Sono le voci dei 5713 giovani che hanno partecipato, tra aprile e maggio di questo anno, alla indagine online “Ora parliamo noi”, promossa da Cittadinanzattiva, con il sostegno non condizionato di Assosalute – Associazione Nazionale farmaci di automedicazione, parte di Federchimica – e rivolta direttamente a ragazzi dai 14 ai 19 anni o attraverso le scuole con cui Cittadinanzattiva collabora.

L’indagine mette in luce le tante difficoltà che i ragazzi si sono trovati ad affrontare in questi mesi di pandemia e come questa abbia cambiato le loro abitudini. Tuttavia, la ricerca evidenzia anche come i giovani tendano ad adottare comportamenti adeguati in ambito salute, discutendo del proprio benessere in famiglia e rivolgendosi alle figure di riferimento – medico e farmacista – quando si tratta di avere indicazioni sulla propria salute”, afferma Salvatore Butti, Presidente Assosalute. “La pandemia ha messo in luce la crucialità di avere ragazzi e futuri cittadini consapevoli e informati in ambito salute. Per questo chiediamo di investire affinché l’educazione sanitaria entri nelle scuole e permetta di creare e rafforzare i percorsi di empowerment dei ragazzi in ambito salute”.

In aumento anche l’accesso e la visione di materiale pornografico (30%), il consumo di tabacco (31%) e di alcolici (24%), così come quello di droghe (13%) e del gioco d’azzardo (10%).

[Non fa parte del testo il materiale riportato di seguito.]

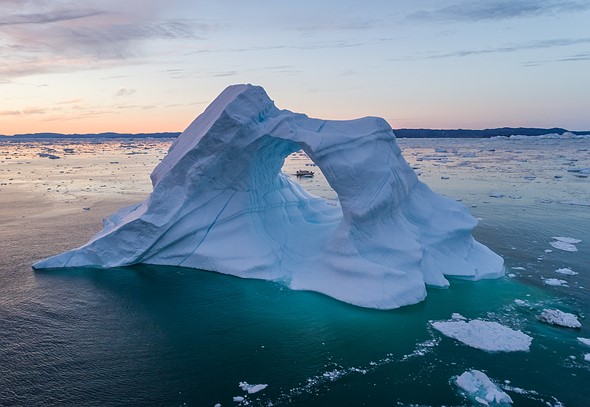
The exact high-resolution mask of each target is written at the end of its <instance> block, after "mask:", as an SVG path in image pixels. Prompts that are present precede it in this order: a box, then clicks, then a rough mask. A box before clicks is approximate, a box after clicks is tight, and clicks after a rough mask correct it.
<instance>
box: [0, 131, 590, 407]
mask: <svg viewBox="0 0 590 407" xmlns="http://www.w3.org/2000/svg"><path fill="white" fill-rule="evenodd" d="M486 143H487V144H486ZM490 143H496V144H494V145H493V147H490V145H491V144H490ZM511 143H512V144H511ZM545 143H549V142H548V141H547V142H545ZM433 144H434V146H433ZM529 144H530V145H523V144H522V143H520V144H518V145H515V144H514V142H510V141H489V140H488V141H480V140H453V141H451V140H436V141H433V140H400V145H401V146H402V148H403V149H404V154H405V155H406V156H407V157H408V161H410V163H411V164H412V165H414V166H416V167H417V171H419V172H421V173H422V175H421V178H422V179H423V180H425V181H426V182H427V183H429V184H430V185H431V186H432V187H433V189H435V190H437V191H439V192H441V193H444V194H446V195H449V196H453V197H455V198H458V199H460V200H462V201H463V203H464V204H466V205H467V206H468V207H470V209H471V211H472V213H473V214H474V216H476V217H478V218H481V221H480V225H479V226H478V227H477V229H476V230H475V236H476V238H477V239H478V240H480V241H482V242H483V243H485V244H487V245H488V246H489V247H490V248H492V249H493V250H494V251H496V252H497V253H499V254H500V255H502V256H503V257H504V258H505V261H506V268H507V273H510V274H513V276H512V277H506V278H503V279H499V280H490V281H479V282H467V281H460V280H453V281H452V282H451V287H450V288H449V289H444V290H441V289H429V290H428V298H427V300H426V301H424V302H422V303H420V304H417V305H414V306H410V307H405V308H402V309H398V310H392V311H376V310H369V309H362V308H358V307H354V306H351V305H348V304H344V303H341V302H338V301H335V300H333V299H331V298H328V297H326V296H323V295H320V294H316V293H310V292H296V291H291V290H288V289H286V288H285V287H283V286H281V285H280V284H278V283H273V282H266V281H256V280H244V279H239V278H235V277H230V276H224V275H220V274H215V273H210V272H205V271H200V270H191V269H179V268H171V267H155V266H135V267H130V268H124V269H111V270H91V269H78V270H74V271H72V270H56V271H51V272H38V273H33V272H32V270H30V268H28V266H27V265H23V266H22V267H21V268H20V269H19V274H18V275H14V274H10V275H11V278H13V279H18V278H22V279H23V284H22V285H19V284H15V283H14V281H11V282H10V283H11V284H9V286H11V287H14V288H13V289H10V290H7V289H4V290H3V291H2V295H3V298H2V300H3V301H2V307H1V308H0V358H1V359H0V366H1V369H0V405H32V406H53V405H80V406H82V405H83V406H92V405H100V406H105V405H110V406H116V405H170V406H184V405H186V406H211V407H213V406H214V405H215V404H216V403H221V404H222V405H223V406H232V405H240V404H239V403H237V402H234V401H233V397H235V396H244V391H242V390H241V389H240V388H239V387H238V385H239V383H240V382H242V381H246V382H248V383H250V384H268V387H267V388H266V389H264V390H263V391H261V392H258V393H255V394H251V395H248V396H247V398H246V400H245V401H244V402H243V403H242V404H241V405H246V404H247V405H256V406H258V405H263V406H270V405H273V406H280V405H295V406H361V405H367V406H396V405H404V406H406V405H429V406H439V405H470V402H469V401H468V400H467V399H466V398H465V397H463V396H462V395H461V393H460V392H459V391H458V389H457V388H456V386H455V385H454V384H453V383H452V379H453V377H454V376H458V375H460V374H461V373H463V372H464V371H466V370H469V369H478V370H481V371H484V372H485V373H486V374H487V375H488V376H489V377H490V378H491V379H493V380H494V381H496V382H497V383H499V384H500V385H501V386H502V387H503V389H504V391H506V392H507V393H508V394H509V395H510V396H511V397H512V399H513V400H514V405H516V406H529V405H530V406H536V405H539V406H541V405H560V404H561V405H566V406H585V405H587V402H588V400H590V388H589V387H588V383H590V362H587V361H584V355H585V354H587V353H590V347H585V346H584V345H582V344H581V343H580V342H578V340H577V339H576V338H577V337H586V338H590V323H588V320H587V319H586V318H585V317H586V316H587V315H589V314H590V295H589V290H590V266H589V264H590V215H589V212H590V207H589V206H586V205H584V203H585V202H590V184H589V181H588V179H583V178H578V177H573V176H571V174H570V173H567V168H569V167H568V166H564V164H563V163H564V162H575V163H578V164H576V165H579V166H585V167H590V164H588V160H589V156H590V155H589V154H588V147H589V144H590V142H588V141H584V142H577V141H576V142H574V141H568V142H564V143H562V144H560V145H559V151H560V154H562V155H564V158H560V157H557V155H556V154H555V153H554V152H552V151H551V149H550V148H555V146H554V145H552V144H549V145H544V144H543V143H541V142H539V143H536V144H533V143H531V142H529ZM436 146H444V147H446V148H448V149H449V152H448V153H444V154H443V155H445V157H443V161H445V162H442V163H441V162H440V161H441V160H421V161H416V160H415V159H416V158H424V157H430V156H431V155H433V154H434V150H433V148H434V147H436ZM492 148H493V149H494V150H495V151H493V152H492V151H489V150H491V149H492ZM452 149H455V152H452V151H451V150H452ZM509 150H510V151H509ZM513 151H521V152H520V153H518V157H519V159H521V160H525V159H526V160H527V161H526V162H524V161H516V160H513V159H512V155H513ZM465 152H467V154H465ZM470 152H475V157H464V156H465V155H470V154H469V153H470ZM413 154H415V155H413ZM437 154H439V155H441V154H442V153H437ZM574 156H575V157H574ZM570 158H575V159H577V160H578V161H567V160H568V159H570ZM464 161H469V163H468V164H462V165H459V164H461V163H462V162H464ZM287 164H288V165H292V166H293V167H295V166H297V165H298V164H299V163H293V162H291V163H289V162H288V163H287ZM516 166H518V167H519V168H520V167H521V166H524V169H523V168H520V169H518V171H517V170H516V169H514V168H513V170H510V171H509V170H507V168H511V167H516ZM475 167H479V169H477V168H475ZM492 167H495V168H497V169H496V170H494V169H493V168H492ZM570 167H571V166H570ZM288 168H290V167H288ZM532 172H534V176H535V179H534V180H531V179H530V178H529V179H526V180H525V179H523V174H526V175H528V174H529V173H532ZM556 174H562V175H563V178H560V179H556V178H554V175H556ZM568 175H570V177H568ZM441 176H445V177H447V176H448V177H449V179H442V178H441ZM302 182H307V183H308V185H306V187H307V188H308V189H311V190H313V188H316V190H317V191H316V192H317V193H321V192H322V190H323V189H325V187H326V186H325V184H322V180H321V176H320V175H318V176H316V177H315V178H314V179H312V180H303V181H302ZM318 191H319V192H318ZM498 193H501V194H502V195H504V197H502V198H493V197H490V195H498ZM326 195H327V197H328V198H331V197H330V196H329V194H326ZM517 197H518V198H517ZM570 201H575V202H576V204H572V203H571V202H570ZM564 202H566V203H564ZM567 202H570V203H567ZM553 236H569V237H575V238H577V239H581V240H582V242H581V243H579V244H577V245H576V246H577V249H578V252H565V251H560V250H557V249H555V248H553V247H551V246H550V244H549V242H551V241H553V239H552V237H553ZM17 243H18V242H15V244H17ZM21 243H22V242H21ZM545 250H552V251H551V252H545ZM31 256H34V250H32V254H31ZM33 260H35V259H31V261H33ZM513 267H518V268H522V269H513ZM563 267H570V268H571V269H572V270H574V271H576V272H578V273H579V274H577V275H575V276H562V275H559V274H556V273H555V271H554V270H555V269H558V268H563ZM523 269H524V270H523ZM545 278H561V279H564V280H567V282H568V284H567V286H563V287H553V286H548V285H546V284H544V282H543V281H544V280H543V279H545ZM25 280H26V282H27V283H26V284H24V281H25ZM5 287H6V285H5ZM515 299H521V300H524V301H526V303H525V305H517V304H516V303H515V302H514V300H515ZM544 308H558V309H560V310H562V311H566V312H572V313H575V314H577V315H578V316H579V319H580V321H581V323H582V328H581V329H567V328H560V327H555V326H550V325H547V324H543V323H541V322H540V321H539V320H538V319H537V316H538V315H539V313H540V312H541V310H542V309H544ZM452 313H460V314H462V315H463V316H465V317H467V318H470V319H471V318H480V319H484V320H488V321H496V322H499V323H502V324H503V325H506V326H509V327H511V328H513V329H518V330H522V331H523V332H525V333H527V334H528V335H530V336H531V337H533V342H532V345H531V348H530V351H529V352H512V353H490V352H484V351H482V350H479V349H474V348H471V347H468V346H466V345H464V344H462V343H460V342H457V341H455V340H453V339H451V338H448V337H445V336H443V335H442V334H440V333H439V332H438V331H436V330H434V329H433V328H432V327H431V326H430V321H435V320H447V319H450V318H451V314H452Z"/></svg>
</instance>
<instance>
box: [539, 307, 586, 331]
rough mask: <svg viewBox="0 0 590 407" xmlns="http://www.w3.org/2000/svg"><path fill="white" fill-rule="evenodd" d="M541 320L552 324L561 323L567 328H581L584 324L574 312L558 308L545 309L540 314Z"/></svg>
mask: <svg viewBox="0 0 590 407" xmlns="http://www.w3.org/2000/svg"><path fill="white" fill-rule="evenodd" d="M539 320H541V321H542V322H545V323H547V324H550V325H559V326H563V327H566V328H580V327H581V326H582V324H580V321H578V317H576V316H575V315H574V314H570V313H569V312H563V311H560V310H558V309H544V310H543V312H541V315H539Z"/></svg>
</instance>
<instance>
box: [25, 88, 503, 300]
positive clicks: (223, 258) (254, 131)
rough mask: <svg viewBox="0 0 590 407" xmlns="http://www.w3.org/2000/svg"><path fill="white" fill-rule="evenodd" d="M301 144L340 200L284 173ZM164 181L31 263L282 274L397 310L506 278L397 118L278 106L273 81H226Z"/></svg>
mask: <svg viewBox="0 0 590 407" xmlns="http://www.w3.org/2000/svg"><path fill="white" fill-rule="evenodd" d="M301 149H303V150H304V151H305V152H306V153H307V155H308V156H309V157H310V158H311V159H312V160H313V161H314V162H315V163H316V164H317V165H318V167H319V168H320V169H321V171H322V172H323V174H324V175H325V176H326V179H327V180H328V182H329V183H330V185H331V186H332V188H333V189H334V190H335V191H336V193H337V194H338V198H339V202H340V206H334V205H329V204H328V203H327V202H326V201H325V200H324V199H322V198H318V197H315V196H313V195H310V194H309V193H308V192H306V191H305V190H304V189H302V188H301V187H300V186H299V185H298V184H297V183H295V182H294V181H292V180H291V179H290V178H289V177H288V176H286V175H285V174H283V173H282V172H281V167H282V165H283V162H284V159H285V157H287V156H288V155H289V154H291V153H293V152H296V151H299V150H301ZM151 179H152V184H153V191H152V193H151V194H150V196H149V197H148V198H147V199H146V200H145V201H144V202H142V203H140V204H137V205H133V206H130V207H127V208H123V209H121V210H120V211H119V212H118V213H116V214H114V215H111V216H110V217H109V218H108V219H106V220H105V222H104V228H103V230H102V231H101V232H100V233H98V234H97V235H96V236H95V237H93V238H92V239H91V240H90V241H89V242H88V243H87V244H85V245H84V246H82V247H80V248H78V249H74V250H71V251H68V252H65V253H62V254H59V255H56V256H53V257H50V258H48V259H45V260H42V261H39V262H37V263H35V264H34V265H33V267H34V268H35V269H46V268H62V267H99V268H108V267H120V266H127V265H131V264H136V263H148V264H162V265H174V266H182V267H190V268H197V269H204V270H210V271H216V272H220V273H224V274H231V275H235V276H239V277H244V278H259V279H266V280H275V281H282V282H284V283H285V284H286V285H288V286H289V287H291V288H293V289H300V290H312V291H317V292H321V293H324V294H327V295H329V296H332V297H334V298H336V299H339V300H342V301H345V302H349V303H352V304H355V305H359V306H363V307H371V308H380V309H390V308H397V307H400V306H403V305H408V304H413V303H416V302H419V301H421V300H423V299H424V298H425V296H426V290H425V285H426V284H429V285H434V286H447V285H448V284H449V283H448V281H447V279H446V278H445V276H458V277H463V278H468V279H474V280H477V279H482V278H496V277H500V276H502V275H503V273H504V269H503V260H502V258H501V257H500V256H498V255H496V254H495V253H493V252H492V251H491V250H489V249H488V248H487V247H485V246H484V245H482V244H480V243H478V242H476V241H475V240H474V239H473V237H472V235H471V230H472V229H473V227H474V226H475V225H476V220H475V219H474V218H473V217H472V216H471V215H470V214H469V212H468V210H467V208H465V207H464V206H463V205H461V204H459V203H457V202H455V201H452V200H450V199H447V198H444V197H442V196H440V195H438V194H436V193H434V192H433V191H432V190H430V188H428V186H426V185H425V184H424V183H422V182H420V181H419V180H418V178H417V176H416V174H415V173H414V171H413V170H412V169H411V168H410V166H409V165H408V164H407V162H406V161H405V159H404V158H403V157H402V155H401V150H400V149H399V147H398V146H397V144H396V142H395V136H394V134H393V131H392V130H391V127H390V126H389V124H388V123H387V122H386V121H385V120H383V119H381V118H376V117H365V118H361V119H356V120H346V121H332V120H320V119H313V118H309V117H307V116H306V115H304V114H298V113H293V112H290V111H288V110H279V109H278V108H276V107H275V105H274V103H273V101H272V100H271V99H270V98H269V97H268V95H267V94H266V92H265V91H264V89H263V88H261V87H259V86H253V85H233V86H230V87H228V88H226V89H225V90H224V91H223V92H222V93H221V94H220V95H219V96H218V97H217V98H216V99H215V100H214V101H213V102H212V103H211V104H210V105H209V106H208V107H207V109H205V111H204V112H203V113H202V114H201V115H199V116H198V117H197V118H196V119H195V121H194V122H193V123H191V124H190V125H189V126H188V128H187V129H186V130H185V131H184V132H183V133H182V134H181V135H180V136H179V137H178V139H177V140H176V141H175V142H174V143H173V145H172V146H171V148H170V151H169V152H168V155H167V156H166V157H165V158H164V159H163V160H162V161H161V162H160V164H159V165H158V166H157V167H156V168H155V169H154V171H153V173H152V174H151Z"/></svg>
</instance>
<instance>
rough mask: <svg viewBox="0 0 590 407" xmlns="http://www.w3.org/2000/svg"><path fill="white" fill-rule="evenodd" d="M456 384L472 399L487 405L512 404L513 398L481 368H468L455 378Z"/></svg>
mask: <svg viewBox="0 0 590 407" xmlns="http://www.w3.org/2000/svg"><path fill="white" fill-rule="evenodd" d="M454 382H455V384H456V385H457V386H458V387H459V388H460V389H461V390H463V392H464V394H465V396H467V397H468V398H469V399H470V400H471V401H475V402H476V403H478V404H483V405H486V406H498V405H506V404H512V399H511V398H510V396H509V395H508V394H506V393H505V392H503V391H502V390H501V389H500V388H499V387H498V386H497V385H496V384H495V383H493V382H492V381H491V380H490V378H489V377H488V376H487V375H486V374H485V373H483V372H481V371H479V370H475V369H473V370H468V371H466V372H463V373H462V374H461V375H460V376H459V377H457V378H455V381H454Z"/></svg>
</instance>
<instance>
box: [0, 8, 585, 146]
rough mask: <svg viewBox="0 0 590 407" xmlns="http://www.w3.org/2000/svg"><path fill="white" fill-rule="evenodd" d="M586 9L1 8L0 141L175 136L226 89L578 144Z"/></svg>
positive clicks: (398, 126) (410, 122)
mask: <svg viewBox="0 0 590 407" xmlns="http://www.w3.org/2000/svg"><path fill="white" fill-rule="evenodd" d="M589 22H590V1H588V0H586V1H578V0H546V1H544V0H488V1H478V0H475V1H473V0H472V1H467V0H439V1H426V0H414V1H396V0H389V1H385V0H384V1H380V0H360V1H356V0H339V1H331V0H329V1H318V0H314V1H308V0H299V1H296V2H295V1H281V0H274V1H271V0H250V1H248V0H215V1H212V0H210V1H200V0H125V1H120V0H93V1H88V0H76V1H68V0H45V1H44V0H0V60H1V62H0V134H5V135H12V134H17V133H34V132H60V133H96V132H105V131H115V132H125V133H141V132H162V131H182V130H184V129H185V128H186V127H187V126H188V125H189V124H190V123H191V122H192V121H193V120H194V119H195V118H196V117H197V116H198V115H199V114H200V113H201V112H202V111H203V110H204V109H205V107H206V106H207V105H208V104H209V103H210V102H211V101H212V100H213V99H214V98H215V97H216V96H217V95H218V94H219V93H220V92H221V91H222V90H223V89H224V88H225V87H226V86H228V85H231V84H235V83H252V84H257V85H261V86H263V87H264V88H265V89H266V91H267V93H268V94H269V96H270V97H271V99H273V100H274V101H275V104H276V105H277V106H278V107H279V108H281V109H288V110H291V111H294V112H300V113H306V114H307V115H309V116H311V117H318V118H322V119H353V118H357V117H363V116H379V117H383V118H385V119H386V120H387V121H388V122H389V123H390V125H391V126H392V127H393V128H394V129H395V128H466V129H482V128H493V127H503V126H510V127H518V126H524V127H563V128H566V129H569V130H590V23H589Z"/></svg>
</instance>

E’ interessante notare, in riferimento al risultato sul gioco d’azzardo, che nello stesso periodo in cui è stata condotta l’indagine gli esercizi che offrono servizi di gioco erano totalmente chiusi, ad eccezione della raccolta di giocate tramite lotterie, lotto e superenalotto.

L’incremento dell’attività di gioco, quindi, molto probabilmente, non è riferibile all’accesso a sale giochi o esercizi pubblici. Il dato, perciò, smentirebbe l’affermazione, di molti in questi mesi, secondo cui il gioco legale incrementa l’attività di gioco e l’assenza di occasioni di gioco l’annullerebbe completamente.